Para el evento decidí tirar la casa por la ventana y no escatimé en nada: ¿cerveza? ¡cinco cervezas! ¿pizza? ¡pizza! Y así, sumando y sumando, una cuenta de 25 dólares ni más ni menos… Pero lo mejor de todo fue el bar elegido para la ocasión, decorado desde el suelo hasta el techo de color naranja. Menos de ochenta holandeses no se presentaron a la cita: ochenta holandeses… y yo. Y entre el “calentón” y las bromitas de las que fui diana (hasta el minuto antes del gol de la victoria, claro está), no tuve otro remedio que apostar 30 dólares contra la caja…

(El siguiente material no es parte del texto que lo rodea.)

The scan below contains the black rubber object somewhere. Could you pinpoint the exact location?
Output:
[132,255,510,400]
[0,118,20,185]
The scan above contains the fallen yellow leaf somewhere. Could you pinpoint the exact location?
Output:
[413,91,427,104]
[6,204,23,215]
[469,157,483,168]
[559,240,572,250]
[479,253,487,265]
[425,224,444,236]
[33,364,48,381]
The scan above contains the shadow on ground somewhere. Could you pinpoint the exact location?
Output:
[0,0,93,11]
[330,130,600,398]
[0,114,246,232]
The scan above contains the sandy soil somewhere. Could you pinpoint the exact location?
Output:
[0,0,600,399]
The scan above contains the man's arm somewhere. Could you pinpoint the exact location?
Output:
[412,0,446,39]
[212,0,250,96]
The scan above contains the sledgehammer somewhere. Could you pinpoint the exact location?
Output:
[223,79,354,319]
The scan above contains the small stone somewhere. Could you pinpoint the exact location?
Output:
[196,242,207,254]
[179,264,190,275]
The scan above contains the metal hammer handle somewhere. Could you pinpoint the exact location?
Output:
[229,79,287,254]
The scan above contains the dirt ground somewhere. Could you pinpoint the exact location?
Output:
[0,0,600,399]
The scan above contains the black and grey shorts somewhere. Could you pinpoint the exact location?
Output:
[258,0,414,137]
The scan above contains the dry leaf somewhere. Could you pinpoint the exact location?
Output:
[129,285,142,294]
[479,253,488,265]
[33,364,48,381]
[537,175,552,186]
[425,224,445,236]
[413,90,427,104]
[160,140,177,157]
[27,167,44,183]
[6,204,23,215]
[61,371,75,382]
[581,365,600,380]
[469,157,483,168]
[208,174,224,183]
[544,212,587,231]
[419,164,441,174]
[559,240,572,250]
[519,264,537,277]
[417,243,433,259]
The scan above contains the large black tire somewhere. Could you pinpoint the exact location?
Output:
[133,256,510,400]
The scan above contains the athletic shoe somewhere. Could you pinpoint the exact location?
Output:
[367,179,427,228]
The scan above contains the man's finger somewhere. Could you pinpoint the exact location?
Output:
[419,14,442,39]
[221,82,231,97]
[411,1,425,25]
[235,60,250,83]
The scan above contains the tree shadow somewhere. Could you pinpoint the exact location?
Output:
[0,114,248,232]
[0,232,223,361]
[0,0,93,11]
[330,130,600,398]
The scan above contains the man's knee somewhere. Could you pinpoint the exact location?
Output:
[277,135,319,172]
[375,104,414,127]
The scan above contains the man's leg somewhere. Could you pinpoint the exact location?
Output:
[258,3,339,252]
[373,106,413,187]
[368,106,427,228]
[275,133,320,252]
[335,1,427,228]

Creo que no he seguido un partido con más angustia en mi vida: entre los 25 dólares de la cena y los 30 de la apuesta, si perdíamos estaba en serios apuros. Afortunadamente, y como todos sabemos, al final la cena me salió gratis :) La entrega de la copa la vi completamente sola ya que, tras el gol de Iniesta, mis amigos naranjitos no tardaron ni dos minutos en evacuar el local…

Una visita bonita, eso si, fue al Monkey Forest Santuary (Ubud). Un lugar salvaje, y al mismo tiempo bien cuidado, lleno de templos…
De Bali, a Lombok; pero sólo de paso hacia las islas Gili. Aunque quien dice de paso… se come las palabras: tardé dos días en llegar, y la noche tuve que hacerla en el hogar de un buen hombre que por un dólar me ofreció una habitación en su propia casa, a mi y a los dos belgas que amablemente me habían acercado en su taxi hasta el puerto de Padangbai (Bali) y que al llegar, a las diez de la noche, al espantoso puerto de Lembar en Lombok, se habían visto tan atrapados como yo.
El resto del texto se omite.